At the beginning of my grief, these tools were helpful. But at a certain point, my reactions stopped maturing and it became mostly suppression - which then began to manifest in TMD. Three years later... I'm definitely suffering the long-term effects of not adjusting my dose of stress relief accordingly.

So Brian is totally correct when he says that this is a cyclical process and we keep learning and keep adjusting. And he's right that I was going to say as much! This is undoubtedly one of the most fascinating aspects to human nature, because we expect consistency in how we anticipate things, but it is so easy to neglect the third parties that feed into our circumstances. Society changes, people change, we ourselves change... and thus circumstances are constantly in flux. We recognize pain and stress, find a way to deal with it - we focus in and make sure it won't happen again - only to be shocked by another aspect of that experience which causes us stress.

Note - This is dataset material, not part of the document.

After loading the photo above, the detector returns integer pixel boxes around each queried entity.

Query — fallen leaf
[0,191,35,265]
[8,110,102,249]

Stress relief is multilayered and transitory. It is a theory that can be applied, but also must be applied appropriately, with varying degrees of emphasis, and then adjusted and tested for every future use. Otherwise we'll just end up being frustrated that the old methods to relieve stress don't work and find ourselves in a vicious cycle of being dominated by our circumstance.

The most difficult aspect of stress relief, for me, has been trying to find the motivation to dig down deep for the root of my stress AND make the necessary adjustments to relieve it. Sometimes it's easier (or it SEEMS easier) to just push through. But the long-term effects can be incredibly damaging. So I'll leave you, at the end of this long-winded diatribe, with a little encouragement to take the time to deal with it when it comes up... don't let it get out of hand, no matter how uncomfortable it might be.